The BigThanks.com.au website features an array of experiential type gifts which can be purchased online and in turn given to employees or customers as rewards or incentives.

"Gift baskets have almost become a tacky cliché. Pay rises are no good either to boost morale. The Americans discovered this a while ago and we are just starting to wake up to it ourselves".

There's good evidence to back these claims as well. In the 2003 the US Incentive Federation Survey found that 3 out of 5 respondents felt that pay rises were something that was owed to them by their employer. Furthermore 68% responded by saying pay rises invariably have a negative impact on their morale because they believed they were not large enough.

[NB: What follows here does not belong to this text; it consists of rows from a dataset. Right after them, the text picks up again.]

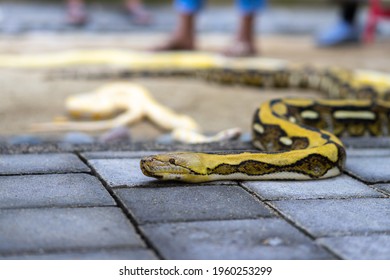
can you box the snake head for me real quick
[140,152,204,182]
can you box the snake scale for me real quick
[0,50,389,183]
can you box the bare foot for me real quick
[151,37,195,52]
[66,2,88,26]
[223,41,257,57]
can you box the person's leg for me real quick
[153,0,204,51]
[341,0,359,25]
[66,0,88,25]
[316,0,361,47]
[124,0,152,25]
[224,0,266,56]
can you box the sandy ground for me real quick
[0,33,389,140]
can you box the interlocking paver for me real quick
[0,207,145,255]
[272,198,390,237]
[115,185,274,224]
[242,175,384,201]
[346,156,390,183]
[82,151,162,160]
[88,158,162,187]
[374,184,390,195]
[0,248,158,260]
[0,174,115,209]
[140,219,334,260]
[343,137,390,149]
[0,0,389,262]
[346,149,390,157]
[88,158,236,187]
[0,153,89,175]
[317,235,390,260]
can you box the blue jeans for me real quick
[175,0,267,14]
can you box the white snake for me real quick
[28,82,241,144]
[0,50,389,182]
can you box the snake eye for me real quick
[169,158,176,164]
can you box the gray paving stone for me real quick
[0,207,145,255]
[317,235,390,260]
[0,153,89,175]
[88,158,163,187]
[374,184,390,195]
[346,149,390,157]
[346,156,390,183]
[0,174,115,209]
[272,198,390,237]
[0,248,158,260]
[115,185,274,224]
[82,151,163,160]
[88,158,237,187]
[141,219,334,260]
[342,137,390,149]
[242,175,384,201]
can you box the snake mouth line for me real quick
[140,157,194,178]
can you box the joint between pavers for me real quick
[344,170,390,185]
[0,244,153,259]
[136,216,278,226]
[110,184,187,190]
[263,195,388,202]
[238,182,343,260]
[313,230,390,239]
[0,171,92,177]
[111,182,242,190]
[368,187,390,198]
[342,172,390,197]
[237,182,281,215]
[0,204,118,211]
[75,152,164,260]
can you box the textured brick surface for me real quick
[82,151,162,160]
[0,207,145,255]
[346,149,390,157]
[0,153,89,175]
[318,235,390,260]
[141,219,334,260]
[343,137,390,149]
[0,248,158,260]
[243,175,383,200]
[0,174,115,209]
[346,156,390,183]
[115,185,274,224]
[1,143,390,260]
[272,198,390,237]
[88,158,163,187]
[374,184,390,195]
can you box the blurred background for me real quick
[0,0,389,144]
[0,0,389,35]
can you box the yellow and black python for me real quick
[0,50,389,183]
[139,57,390,183]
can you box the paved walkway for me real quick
[0,1,389,261]
[0,140,389,260]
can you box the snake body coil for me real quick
[139,56,390,183]
[0,51,388,183]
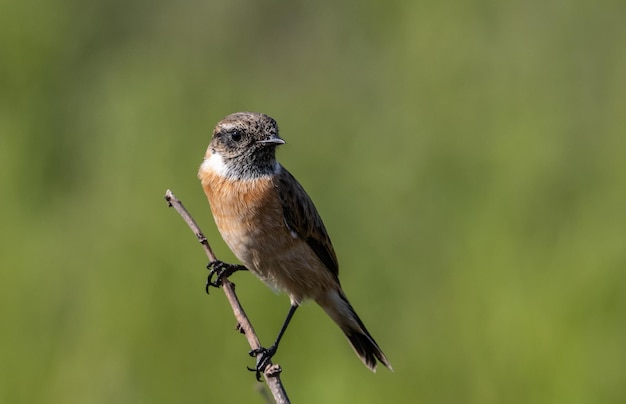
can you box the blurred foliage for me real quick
[1,0,625,402]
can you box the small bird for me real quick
[198,112,391,377]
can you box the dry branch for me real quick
[164,189,290,404]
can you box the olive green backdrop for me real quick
[1,0,625,403]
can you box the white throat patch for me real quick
[202,151,230,177]
[201,150,282,179]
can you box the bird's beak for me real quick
[256,136,285,146]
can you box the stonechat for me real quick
[198,112,391,376]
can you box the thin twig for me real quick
[164,189,290,404]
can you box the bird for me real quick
[198,112,391,377]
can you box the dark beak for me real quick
[256,136,285,145]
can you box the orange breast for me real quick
[198,155,338,302]
[199,164,283,266]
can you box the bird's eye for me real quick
[230,130,242,142]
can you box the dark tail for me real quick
[317,289,392,372]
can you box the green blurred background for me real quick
[1,0,625,402]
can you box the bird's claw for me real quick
[247,346,276,382]
[205,261,246,294]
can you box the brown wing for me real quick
[277,166,339,279]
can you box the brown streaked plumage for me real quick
[198,112,391,374]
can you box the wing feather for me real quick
[277,167,339,278]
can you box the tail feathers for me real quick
[318,290,392,372]
[345,327,392,372]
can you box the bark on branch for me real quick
[164,189,290,404]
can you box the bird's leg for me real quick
[206,260,247,293]
[248,304,299,381]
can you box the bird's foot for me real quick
[247,345,277,382]
[205,261,247,293]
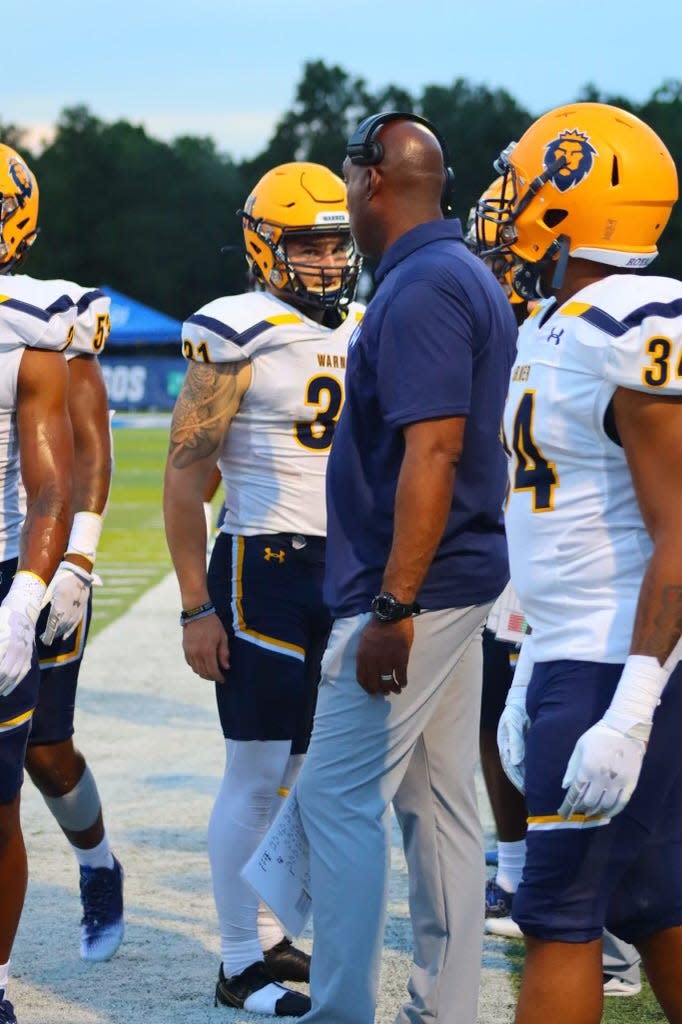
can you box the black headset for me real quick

Stuart can attest to this fact as well. "I actually left the last position of employment I had because my annual pay-rise wasn't up to my expectations".

There is also evidence to show that giving experiential type gifts can be good news for the company balance sheet as well. The American Productivity and Quality Center and the American Compensation Association found that cash rewards, such as pay rises, must equal 5-8% of an employee's salary in order to change behaviour, while non cash incentives and rewards, such as frequent team building exercises and other gifts involving "getting out of the office", need only require 4%. Therefore less money needs to be spent keeping staff happy.

So what type of gifts do people like receiving? According to the June 2004 RedBalloon Days Australian Pleasure Survey 89.4% were most likely to enjoy receiving a weekend getaway as a gift for their hard yards. Next most popular were pampering packages such as day spas (67.9%), dinners for two (64.9%) and fun sporty type activities such as paint balling or V8 race car driving (46.4%).